Armchair fight fans got to see what all the fuss is about when highlights were screened of their last show, held at the O2 Indigo in June.
The channel reports the hour-long programme rated well – only one show pulled in more viewers that week – and viewers saw Sweeney and George power to spectacular knockouts.
George captured the world lightweight title at the fourth attempt by ironing out Liam Cullen inside a round with a thunderous right hand, while Sweeney kept his world middleweight title by flattening Kris Tresize.
Sweeney now drops down to lightweight in a bid to become the sport’s first three-weight world champion.
The 34 year old from Sligo is bareknuckle boxing’s star, a slightly unhinged Traveller with a crazy, unfathomable way of boxing.
“I have a unique style,” he said, “and if you look at my record, it works !
“It’s all about speed, movement of my hands – and distraction.
“People who fight me start thinking: ‘What’s he doing ? Where are the punches coming from ?’ and you can’t do that when you’re fighting.
“It’s all about making them think about what I’m doing and then punishing them, countering them.

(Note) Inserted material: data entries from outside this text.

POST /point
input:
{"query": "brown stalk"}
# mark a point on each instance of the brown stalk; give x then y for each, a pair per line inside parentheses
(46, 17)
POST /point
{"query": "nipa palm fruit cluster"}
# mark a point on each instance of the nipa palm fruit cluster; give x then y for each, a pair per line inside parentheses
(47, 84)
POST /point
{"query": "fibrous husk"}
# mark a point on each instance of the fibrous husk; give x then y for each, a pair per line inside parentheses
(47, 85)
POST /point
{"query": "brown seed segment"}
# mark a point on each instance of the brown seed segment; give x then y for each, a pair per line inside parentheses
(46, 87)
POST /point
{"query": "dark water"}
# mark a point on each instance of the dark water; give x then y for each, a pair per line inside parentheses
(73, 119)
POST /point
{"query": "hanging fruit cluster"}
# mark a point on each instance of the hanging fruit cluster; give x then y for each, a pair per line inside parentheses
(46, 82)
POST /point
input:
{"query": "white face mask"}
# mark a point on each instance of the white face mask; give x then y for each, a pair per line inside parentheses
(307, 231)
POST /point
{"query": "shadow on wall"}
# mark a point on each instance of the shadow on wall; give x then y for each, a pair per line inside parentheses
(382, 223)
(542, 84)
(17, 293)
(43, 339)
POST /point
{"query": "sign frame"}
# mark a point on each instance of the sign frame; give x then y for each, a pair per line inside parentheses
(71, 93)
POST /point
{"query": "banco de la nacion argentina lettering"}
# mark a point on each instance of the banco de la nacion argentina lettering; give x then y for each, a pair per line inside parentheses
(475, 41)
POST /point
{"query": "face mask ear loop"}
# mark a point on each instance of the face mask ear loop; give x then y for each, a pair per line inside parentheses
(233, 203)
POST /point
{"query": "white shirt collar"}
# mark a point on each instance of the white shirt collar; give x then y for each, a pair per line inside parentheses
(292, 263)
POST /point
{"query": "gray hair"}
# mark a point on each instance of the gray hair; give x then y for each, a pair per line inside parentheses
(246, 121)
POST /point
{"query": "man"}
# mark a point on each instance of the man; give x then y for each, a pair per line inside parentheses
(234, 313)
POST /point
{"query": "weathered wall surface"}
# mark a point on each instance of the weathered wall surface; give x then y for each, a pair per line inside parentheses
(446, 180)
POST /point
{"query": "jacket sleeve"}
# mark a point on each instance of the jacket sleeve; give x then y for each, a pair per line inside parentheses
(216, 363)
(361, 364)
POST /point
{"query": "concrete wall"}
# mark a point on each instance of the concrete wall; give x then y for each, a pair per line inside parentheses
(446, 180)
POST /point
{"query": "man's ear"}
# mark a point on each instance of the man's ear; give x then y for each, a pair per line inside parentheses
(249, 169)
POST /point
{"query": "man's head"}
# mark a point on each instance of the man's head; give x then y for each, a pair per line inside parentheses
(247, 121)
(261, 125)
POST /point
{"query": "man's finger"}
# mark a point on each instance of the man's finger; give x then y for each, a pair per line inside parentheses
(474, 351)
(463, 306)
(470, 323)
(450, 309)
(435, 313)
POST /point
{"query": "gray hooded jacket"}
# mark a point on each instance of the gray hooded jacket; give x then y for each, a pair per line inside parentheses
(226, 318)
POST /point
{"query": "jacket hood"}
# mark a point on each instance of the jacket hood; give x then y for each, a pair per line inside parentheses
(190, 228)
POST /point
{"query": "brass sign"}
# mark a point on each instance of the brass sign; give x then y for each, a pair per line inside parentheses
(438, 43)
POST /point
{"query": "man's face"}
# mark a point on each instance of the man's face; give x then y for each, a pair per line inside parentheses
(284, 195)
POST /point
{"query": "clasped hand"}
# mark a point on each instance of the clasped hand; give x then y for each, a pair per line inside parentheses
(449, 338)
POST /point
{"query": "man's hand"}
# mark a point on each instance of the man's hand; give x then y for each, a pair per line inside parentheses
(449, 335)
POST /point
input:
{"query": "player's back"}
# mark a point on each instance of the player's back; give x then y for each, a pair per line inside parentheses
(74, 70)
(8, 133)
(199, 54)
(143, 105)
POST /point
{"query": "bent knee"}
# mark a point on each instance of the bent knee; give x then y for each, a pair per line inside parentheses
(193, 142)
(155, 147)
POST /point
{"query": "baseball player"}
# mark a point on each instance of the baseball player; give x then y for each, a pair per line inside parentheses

My style has always been about pushing opponents back, making them throw the first punch and then countering – and it works in bareknuckle boxing.”
Sweeney accepts it’s getting tougher at the top. “When we first started, a lot of the fighters were just pub brawlers and I could use my skills to beat them,’’ he said.
“But they are all athletes now, ex UFC fighters and ex professional boxers, and there’s talent coming through as well.”